また、術後や転棟により、せん妄状態を引き起こす患者も少なくはありませんでした。
患者へのフィジカルアセスメント
脳神経外科病棟の看護師は、入院患者の状態や徴候から情報を取り、必要に応じてフィジカルアセスメント(視診・触診・聴診・打診等)を行うことも仕事の1つです。
脳神経外科では患者の意識状態の観察が大変重要です。
また、意識状態の観察の他に患者の呼吸のパターンや瞳孔径・対光反射、麻痺の程度等を看護師が観察し、情報を得ていきます。
さらに、看護師が実際に患者に触れ、MMT(徒手筋力テスト)の測定や痺れの有無、感覚障害の有無等を観察します。
看護師の体験事例
脳神経外科病棟では、特に患者へのフィジカルアセスメントから得られる情報は実際に多いです。
さらに、脳神経外科病棟に入院している患者の変化は、目にみえるところに現れる事があります。
そのため、脳神経外科病棟で働く看護師として、患者に対して丁寧なフィジカルアセスメントを私は心がけていました。
患者の意識レベルの評価
脳神経外科病棟で働く看護師は、他の診療科と同じように担当患者のバイタルサイン計測を行います。
患者に対する観察項目は疾患によって変わってきます。
患者の体温・脈拍・血圧・酸素飽和度の他に、以下が脳神経外科病棟特有の看護師の監察項目です。
- 意識レベル
- 瞳孔径・対光反射
- 眼球運動や言語障害の有無
- 関節毎のMMTの測定
- 麻痺の有無や程度
また、患者の脳の障害を受けている部位により、出現する神経症状は違うため、何の疾患でどの場所の障害かを確認して観察していく事が看護師としては大切です。

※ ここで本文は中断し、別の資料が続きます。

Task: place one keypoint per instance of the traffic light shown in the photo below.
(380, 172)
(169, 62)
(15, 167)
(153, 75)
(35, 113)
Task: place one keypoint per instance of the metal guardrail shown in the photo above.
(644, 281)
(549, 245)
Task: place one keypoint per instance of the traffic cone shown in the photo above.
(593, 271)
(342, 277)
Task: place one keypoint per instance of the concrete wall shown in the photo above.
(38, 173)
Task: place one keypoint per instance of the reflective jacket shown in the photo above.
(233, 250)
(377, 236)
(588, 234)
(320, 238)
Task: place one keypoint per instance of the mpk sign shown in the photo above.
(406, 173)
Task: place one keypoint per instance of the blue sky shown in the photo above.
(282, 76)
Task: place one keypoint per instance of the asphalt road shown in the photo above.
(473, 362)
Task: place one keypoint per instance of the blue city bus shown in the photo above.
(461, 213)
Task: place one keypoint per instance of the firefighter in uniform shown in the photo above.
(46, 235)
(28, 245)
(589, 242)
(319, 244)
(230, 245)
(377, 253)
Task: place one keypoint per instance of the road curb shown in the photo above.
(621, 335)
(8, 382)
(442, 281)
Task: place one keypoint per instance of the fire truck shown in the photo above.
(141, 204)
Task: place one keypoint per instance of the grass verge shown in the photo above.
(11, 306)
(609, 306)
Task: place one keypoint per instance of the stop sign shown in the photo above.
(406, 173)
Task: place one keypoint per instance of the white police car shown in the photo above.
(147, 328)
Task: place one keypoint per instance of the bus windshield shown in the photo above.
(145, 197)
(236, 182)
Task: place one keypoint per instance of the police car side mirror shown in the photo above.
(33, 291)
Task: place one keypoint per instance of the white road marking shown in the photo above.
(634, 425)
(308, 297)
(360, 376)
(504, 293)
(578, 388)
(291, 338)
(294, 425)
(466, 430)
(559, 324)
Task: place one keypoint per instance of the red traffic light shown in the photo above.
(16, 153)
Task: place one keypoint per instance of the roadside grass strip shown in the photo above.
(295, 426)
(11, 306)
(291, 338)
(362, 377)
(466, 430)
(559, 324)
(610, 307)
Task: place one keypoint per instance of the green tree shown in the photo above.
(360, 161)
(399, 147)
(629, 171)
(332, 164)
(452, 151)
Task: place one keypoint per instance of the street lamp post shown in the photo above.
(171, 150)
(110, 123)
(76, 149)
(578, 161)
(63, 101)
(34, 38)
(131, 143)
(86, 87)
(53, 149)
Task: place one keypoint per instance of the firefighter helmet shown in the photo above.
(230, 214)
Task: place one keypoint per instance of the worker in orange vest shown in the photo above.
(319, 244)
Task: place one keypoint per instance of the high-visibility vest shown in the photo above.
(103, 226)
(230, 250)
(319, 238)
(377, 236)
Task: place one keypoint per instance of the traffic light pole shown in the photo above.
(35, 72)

さらに、患者の状態によってはモニター心電図を使用している方もいます。
看護師の体験事例:JCS(ジャパン・コーマ・スケール)
私が勤務していた脳神経外科病棟では、患者の意識レベルの評価についてはJCS(ジャパン・コーマ・スケール)の意識レベル分類で行っていました。
JCSは患者の覚醒の程度によって分類されたもので、呼びかけや痛みなどの刺激に対する覚醒の程度によって評価するスケールです。
評価方法はⅠ群、Ⅱ群、Ⅲ群に分けられ、脳神経外科病棟に入院している大体の患者はJCSⅠ-1よりも下になります。
そのため、看護師は患者に対して「今日は何月何日で、今どこにいるのか、名前や生年月日はいつか?」等を質問し、その回答によって評価します。
脳神経外科病棟で看護師が行う患者への意識レベルの評価はⅠ群であれば失礼と思われてもおかしくない内容なため、患者を傷つけないように何気ない会話の中に質問を混ぜ込むようにしていました。
患者へのリハビリ介助・排泄・入浴・食事の介助
脳神経外科病棟で働く看護師は、患者の排泄介助、入浴介助、食事介助も仕事の1つです。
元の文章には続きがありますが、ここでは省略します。